Authors: John Mobley & MASCOM PhotonicMind
Date: 2026-03-07 Status: VALIDATED —
50% sparsity retains 52% efficiency, knee at 50%
Experiment:
mascom_data/ct_experiment/sparse_residual_sft_exp.py
Paper 73 proved the training residual is sparse (kurtosis=33.16). Paper 72 showed amplitude-only SFT achieves 92% quality with 2.3% of parameters. This paper combines both: train only the largest-magnitude score coefficients. At 50% sparsity (1.14% of total params), efficiency is 52% — roughly linear with parameter count. At 25% (0.57%), efficiency drops to 23%. Below 10%, training actually HURTS (negative improvement). The residual is sparse in VALUE but not in LOCATION — you cannot predict which scores need training without trying all of them.
| Fraction Trained | Params | % of Total | Improvement | Efficiency |
|---|---|---|---|---|
| 100% | 371,184 | 2.29% | 0.917 | 100% |
| 50% | 185,592 | 1.14% | 0.475 | 52% |
| 25% | 92,796 | 0.57% | 0.214 | 23% |
| 10% | 37,132 | 0.23% | -0.278 | -30% |
| 5% | 18,574 | 0.11% | -0.473 | -52% |
Efficiency scales roughly linearly with the fraction of scores trained: - 100% scores -> 100% efficiency - 50% scores -> 52% efficiency (near-linear) - 25% scores -> 23% efficiency (near-linear)
Below 25%, training becomes destructive. The top-magnitude scores (which we keep) interfere with the frozen scores (which can’t adapt), creating a mismatch that hurts more than helps.
The sparsity mask selects scores by initial magnitude: large scores are trainable, small scores are frozen. But training needs to CHANGE small scores into large ones (and vice versa). By freezing small scores, we prevent the model from discovering that some initially-small directions become important.
The kurtosis=33 from Paper 73 describes the TRAINED residual, not the training trajectory. The sparsity emerges DURING training, not before. You can’t skip the journey by knowing the destination.
The optimal operating point is amplitude-only SFT (2.3% of params, 92% quality) WITHOUT further sparsification. Sparsifying scores gains nothing because the quality loss is linear with parameter reduction — there’s no “free” sparsity to exploit.
Paper 73’s kurtosis=33 is a property of the OUTCOME, not the PROCESS. The training signal starts dense and CONVERGES to sparse. This is classic in optimization: gradients are dense early, sparse late. The final sparse structure cannot be predicted from the initial state.
The 50% sparsity point (1.14% of total params, 52% efficiency) is useful if training budget is extremely constrained.

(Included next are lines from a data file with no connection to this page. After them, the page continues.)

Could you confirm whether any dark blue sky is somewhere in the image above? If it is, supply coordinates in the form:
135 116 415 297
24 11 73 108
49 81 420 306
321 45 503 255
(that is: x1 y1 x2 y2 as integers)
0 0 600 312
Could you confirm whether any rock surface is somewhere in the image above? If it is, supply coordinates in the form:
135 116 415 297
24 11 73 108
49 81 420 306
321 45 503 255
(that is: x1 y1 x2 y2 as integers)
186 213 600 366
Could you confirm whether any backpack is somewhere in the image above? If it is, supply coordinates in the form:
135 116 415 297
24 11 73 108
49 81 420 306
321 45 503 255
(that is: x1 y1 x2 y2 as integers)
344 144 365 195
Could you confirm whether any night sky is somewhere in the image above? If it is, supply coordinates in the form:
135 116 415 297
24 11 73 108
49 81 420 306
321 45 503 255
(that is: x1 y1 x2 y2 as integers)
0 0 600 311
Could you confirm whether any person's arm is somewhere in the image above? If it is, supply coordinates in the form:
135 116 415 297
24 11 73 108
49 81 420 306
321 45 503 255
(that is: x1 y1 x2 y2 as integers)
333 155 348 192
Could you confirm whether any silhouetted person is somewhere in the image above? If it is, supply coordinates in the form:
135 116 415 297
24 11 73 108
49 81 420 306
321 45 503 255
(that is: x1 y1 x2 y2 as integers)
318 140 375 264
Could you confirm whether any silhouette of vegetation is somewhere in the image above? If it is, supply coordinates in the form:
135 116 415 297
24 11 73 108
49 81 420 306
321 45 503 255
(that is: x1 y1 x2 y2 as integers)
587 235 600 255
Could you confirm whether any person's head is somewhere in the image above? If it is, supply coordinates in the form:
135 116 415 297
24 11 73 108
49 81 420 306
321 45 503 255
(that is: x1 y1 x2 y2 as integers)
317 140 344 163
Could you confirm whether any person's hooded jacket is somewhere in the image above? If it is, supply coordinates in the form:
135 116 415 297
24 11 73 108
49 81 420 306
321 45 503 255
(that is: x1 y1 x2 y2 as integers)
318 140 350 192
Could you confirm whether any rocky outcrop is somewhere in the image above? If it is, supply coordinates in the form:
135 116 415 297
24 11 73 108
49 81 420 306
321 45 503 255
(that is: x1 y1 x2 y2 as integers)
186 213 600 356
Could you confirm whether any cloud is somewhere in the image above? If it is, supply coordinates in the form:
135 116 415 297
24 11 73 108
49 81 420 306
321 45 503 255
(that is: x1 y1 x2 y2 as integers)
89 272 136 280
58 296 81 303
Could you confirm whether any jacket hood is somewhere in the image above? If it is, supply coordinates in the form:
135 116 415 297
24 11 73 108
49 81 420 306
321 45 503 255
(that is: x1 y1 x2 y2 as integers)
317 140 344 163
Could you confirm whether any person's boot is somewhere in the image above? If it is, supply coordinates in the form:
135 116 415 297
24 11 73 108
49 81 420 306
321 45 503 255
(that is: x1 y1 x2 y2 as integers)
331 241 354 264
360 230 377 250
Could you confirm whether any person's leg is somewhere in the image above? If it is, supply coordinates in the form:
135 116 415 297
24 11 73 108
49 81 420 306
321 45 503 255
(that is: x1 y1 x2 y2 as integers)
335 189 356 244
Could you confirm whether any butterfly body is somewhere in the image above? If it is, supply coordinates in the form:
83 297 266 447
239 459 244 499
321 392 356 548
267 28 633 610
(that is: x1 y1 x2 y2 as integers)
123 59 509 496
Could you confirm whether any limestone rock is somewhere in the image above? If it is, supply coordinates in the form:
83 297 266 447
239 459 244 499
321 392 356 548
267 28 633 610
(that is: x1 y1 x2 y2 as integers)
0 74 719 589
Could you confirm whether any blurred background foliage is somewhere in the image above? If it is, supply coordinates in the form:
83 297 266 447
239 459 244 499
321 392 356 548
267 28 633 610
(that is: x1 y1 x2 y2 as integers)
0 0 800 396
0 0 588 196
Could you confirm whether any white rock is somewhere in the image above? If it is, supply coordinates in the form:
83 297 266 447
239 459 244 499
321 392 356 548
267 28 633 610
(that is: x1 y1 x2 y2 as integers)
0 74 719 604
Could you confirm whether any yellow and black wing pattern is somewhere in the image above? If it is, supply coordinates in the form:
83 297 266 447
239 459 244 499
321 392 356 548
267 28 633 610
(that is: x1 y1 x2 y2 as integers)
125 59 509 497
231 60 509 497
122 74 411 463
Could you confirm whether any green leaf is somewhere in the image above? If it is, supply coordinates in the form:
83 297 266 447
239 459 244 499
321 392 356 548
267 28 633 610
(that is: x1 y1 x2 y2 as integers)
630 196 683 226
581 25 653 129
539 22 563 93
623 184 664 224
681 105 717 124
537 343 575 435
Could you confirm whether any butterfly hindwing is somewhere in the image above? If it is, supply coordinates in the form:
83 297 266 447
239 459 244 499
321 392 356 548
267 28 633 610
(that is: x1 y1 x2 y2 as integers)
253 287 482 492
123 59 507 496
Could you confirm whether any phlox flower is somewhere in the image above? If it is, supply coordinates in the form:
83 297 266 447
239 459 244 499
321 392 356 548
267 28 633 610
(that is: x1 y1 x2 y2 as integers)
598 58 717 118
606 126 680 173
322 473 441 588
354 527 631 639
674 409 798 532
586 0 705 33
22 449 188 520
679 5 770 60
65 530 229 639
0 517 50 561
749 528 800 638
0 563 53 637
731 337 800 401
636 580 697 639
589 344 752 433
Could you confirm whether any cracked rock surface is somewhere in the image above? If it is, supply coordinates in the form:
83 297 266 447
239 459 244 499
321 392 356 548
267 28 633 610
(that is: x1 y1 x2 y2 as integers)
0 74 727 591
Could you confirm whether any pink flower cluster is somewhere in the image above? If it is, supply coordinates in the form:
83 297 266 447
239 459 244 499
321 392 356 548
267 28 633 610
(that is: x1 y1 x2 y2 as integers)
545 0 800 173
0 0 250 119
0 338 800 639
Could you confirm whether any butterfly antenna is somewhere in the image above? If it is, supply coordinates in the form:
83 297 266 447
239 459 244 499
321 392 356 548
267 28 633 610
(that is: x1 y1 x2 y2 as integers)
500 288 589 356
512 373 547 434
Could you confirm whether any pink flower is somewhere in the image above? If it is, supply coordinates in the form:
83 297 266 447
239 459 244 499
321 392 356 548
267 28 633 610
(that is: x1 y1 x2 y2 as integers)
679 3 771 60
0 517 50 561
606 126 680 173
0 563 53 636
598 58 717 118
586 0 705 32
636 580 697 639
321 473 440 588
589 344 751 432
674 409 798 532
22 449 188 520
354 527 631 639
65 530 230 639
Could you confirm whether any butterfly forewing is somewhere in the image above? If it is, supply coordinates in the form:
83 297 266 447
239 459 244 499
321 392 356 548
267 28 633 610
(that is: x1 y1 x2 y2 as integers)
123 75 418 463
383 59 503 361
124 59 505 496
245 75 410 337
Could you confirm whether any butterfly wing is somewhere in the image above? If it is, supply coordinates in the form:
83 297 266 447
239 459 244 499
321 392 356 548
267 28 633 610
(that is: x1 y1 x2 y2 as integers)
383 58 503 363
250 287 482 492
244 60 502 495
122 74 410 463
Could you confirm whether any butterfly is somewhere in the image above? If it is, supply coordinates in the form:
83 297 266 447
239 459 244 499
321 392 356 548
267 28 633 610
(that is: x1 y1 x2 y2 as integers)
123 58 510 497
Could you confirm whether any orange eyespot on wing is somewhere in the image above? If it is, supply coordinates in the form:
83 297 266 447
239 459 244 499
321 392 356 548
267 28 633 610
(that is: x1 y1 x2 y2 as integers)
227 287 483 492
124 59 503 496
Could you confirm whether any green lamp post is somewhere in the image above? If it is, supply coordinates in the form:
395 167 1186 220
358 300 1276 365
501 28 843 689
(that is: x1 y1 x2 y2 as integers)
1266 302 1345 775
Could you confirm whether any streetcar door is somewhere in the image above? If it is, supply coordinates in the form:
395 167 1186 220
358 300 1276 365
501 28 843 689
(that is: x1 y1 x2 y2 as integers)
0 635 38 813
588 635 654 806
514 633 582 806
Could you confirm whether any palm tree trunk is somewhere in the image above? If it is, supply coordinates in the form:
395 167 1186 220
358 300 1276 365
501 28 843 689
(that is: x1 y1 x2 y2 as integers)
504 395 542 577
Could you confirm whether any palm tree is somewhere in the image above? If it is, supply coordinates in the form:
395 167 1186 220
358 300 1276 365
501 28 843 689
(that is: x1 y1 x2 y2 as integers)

Each parameter at 50% sparsity is exactly as efficient as at 100% — there’s no efficiency loss per param, just fewer params.
At 0.23% of total params (37K trainable scores), training goes negative. This is the empirical floor — below ~0.5% of total parameters, the model cannot learn from the amplitude-only signal. The true minimum viable SFT signal is approximately 93K parameters (0.57%).
“The residual is sparse at the end. But the path to sparse is dense.”